For leopard geckos, ground temperature is important rather than ambient air temperature. In the wild they would come out in the darker hours and lie on rocks/substrate that have been warmed by the sun throughout the day - heat mats replicate this. Any colour light bulbs can still be seen by leopard geckos, so would disrupt them if you were planning to use this during the night - most are not willing to come out in the day to bask under them so they won't get the heat they require. Heat mats really are the best option for this species 

If you do still choose to use a heat lamp make sure it is also on a thermostat (as the mat should also be) to prevent over heating. You would also have to keep a close eye on the cool end, as you said, in a 2ft viv it is going to make getting an effective thermogradient difficult.

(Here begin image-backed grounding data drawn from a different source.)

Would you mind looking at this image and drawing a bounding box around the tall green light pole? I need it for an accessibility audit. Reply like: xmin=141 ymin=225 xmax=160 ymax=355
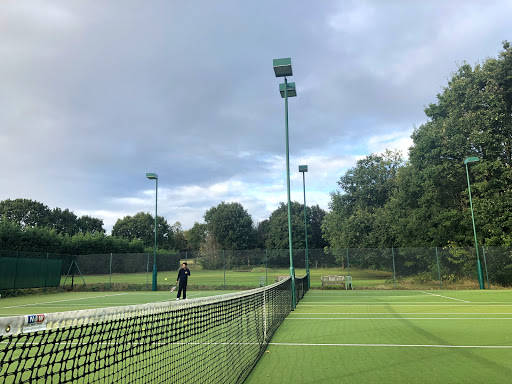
xmin=299 ymin=165 xmax=310 ymax=290
xmin=464 ymin=157 xmax=484 ymax=289
xmin=146 ymin=172 xmax=158 ymax=291
xmin=273 ymin=58 xmax=297 ymax=309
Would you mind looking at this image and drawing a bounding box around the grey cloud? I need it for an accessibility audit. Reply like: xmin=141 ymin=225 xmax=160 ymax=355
xmin=0 ymin=0 xmax=510 ymax=229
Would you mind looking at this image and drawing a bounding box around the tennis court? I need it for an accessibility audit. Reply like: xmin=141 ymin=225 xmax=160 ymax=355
xmin=0 ymin=290 xmax=239 ymax=318
xmin=245 ymin=290 xmax=512 ymax=384
xmin=0 ymin=278 xmax=304 ymax=383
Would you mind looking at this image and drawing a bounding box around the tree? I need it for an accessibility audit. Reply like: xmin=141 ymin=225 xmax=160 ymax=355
xmin=76 ymin=215 xmax=105 ymax=235
xmin=405 ymin=41 xmax=512 ymax=247
xmin=322 ymin=150 xmax=405 ymax=250
xmin=51 ymin=208 xmax=79 ymax=235
xmin=169 ymin=221 xmax=188 ymax=251
xmin=112 ymin=212 xmax=174 ymax=250
xmin=185 ymin=222 xmax=207 ymax=251
xmin=204 ymin=202 xmax=254 ymax=250
xmin=0 ymin=199 xmax=52 ymax=228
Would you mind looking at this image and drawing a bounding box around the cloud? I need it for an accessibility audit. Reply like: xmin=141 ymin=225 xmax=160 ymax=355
xmin=0 ymin=0 xmax=510 ymax=233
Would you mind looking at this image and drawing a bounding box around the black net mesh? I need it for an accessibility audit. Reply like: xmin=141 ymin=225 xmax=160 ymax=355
xmin=0 ymin=278 xmax=297 ymax=383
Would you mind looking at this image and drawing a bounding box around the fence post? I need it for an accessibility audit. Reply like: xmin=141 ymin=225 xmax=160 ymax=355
xmin=392 ymin=247 xmax=396 ymax=289
xmin=265 ymin=249 xmax=268 ymax=286
xmin=13 ymin=251 xmax=19 ymax=296
xmin=223 ymin=250 xmax=226 ymax=290
xmin=185 ymin=251 xmax=188 ymax=261
xmin=482 ymin=246 xmax=490 ymax=289
xmin=146 ymin=253 xmax=150 ymax=290
xmin=109 ymin=253 xmax=113 ymax=290
xmin=346 ymin=248 xmax=350 ymax=276
xmin=44 ymin=253 xmax=49 ymax=294
xmin=71 ymin=255 xmax=75 ymax=290
xmin=436 ymin=247 xmax=441 ymax=289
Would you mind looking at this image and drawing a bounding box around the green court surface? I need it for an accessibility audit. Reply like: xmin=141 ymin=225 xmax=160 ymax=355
xmin=245 ymin=290 xmax=512 ymax=384
xmin=0 ymin=290 xmax=239 ymax=317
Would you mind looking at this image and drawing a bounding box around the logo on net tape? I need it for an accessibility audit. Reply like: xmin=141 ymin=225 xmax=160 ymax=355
xmin=23 ymin=314 xmax=47 ymax=333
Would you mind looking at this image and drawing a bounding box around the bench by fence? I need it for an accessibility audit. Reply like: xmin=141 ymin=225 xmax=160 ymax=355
xmin=321 ymin=275 xmax=345 ymax=287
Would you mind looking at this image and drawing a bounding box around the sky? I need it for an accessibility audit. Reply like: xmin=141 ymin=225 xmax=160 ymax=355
xmin=0 ymin=1 xmax=510 ymax=233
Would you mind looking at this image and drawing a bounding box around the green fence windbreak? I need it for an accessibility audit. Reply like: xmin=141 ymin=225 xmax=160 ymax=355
xmin=0 ymin=252 xmax=63 ymax=290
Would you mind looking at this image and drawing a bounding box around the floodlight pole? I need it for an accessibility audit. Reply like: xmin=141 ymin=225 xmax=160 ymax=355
xmin=299 ymin=165 xmax=309 ymax=290
xmin=464 ymin=158 xmax=484 ymax=289
xmin=274 ymin=58 xmax=297 ymax=309
xmin=284 ymin=76 xmax=296 ymax=309
xmin=146 ymin=173 xmax=159 ymax=291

If you haven't already read about it, thermostats are not accurate for measuring temperatures so should be used along with a digital (not analogue) thermometer to get the correct temperatures.


----------



## vix1707 (Dec 6, 2010)

So as long as the ground temp is hot enough the air temp doesn't matter? What would you reccomend as the best heat mat and stat? I have the exo terra desert mat which currently is under a glass tank, we are however switching to a 2ft wooden one, would you reccomend putting it directly under a substrate such as Lino (I understand sand is a definite no due to possible impact ions) it just never seems to get very warm and its a fairly new one :-/. Also sorry for all the questions, I've been told UVB doesn't matter so my as long as there given neutrobal and calci dust properly, will it harm them to have it in or is it not recommended. 
Thank you


----------



## vgorst (Sep 27, 2011)

For a wooden viv I would put the mat inside the tank but under the substrate. I think I use habistat mats (which haven't failed me yet) and habistat or microclimate thermostats are reliable. 

UVB is beneficial but not necessary. If you don't have a UVB light you're right, you must supplement them well.


----------



## vix1707 (Dec 6, 2010)

Thank you for all your help, just want to make sure it's all set up correctly before getting him


----------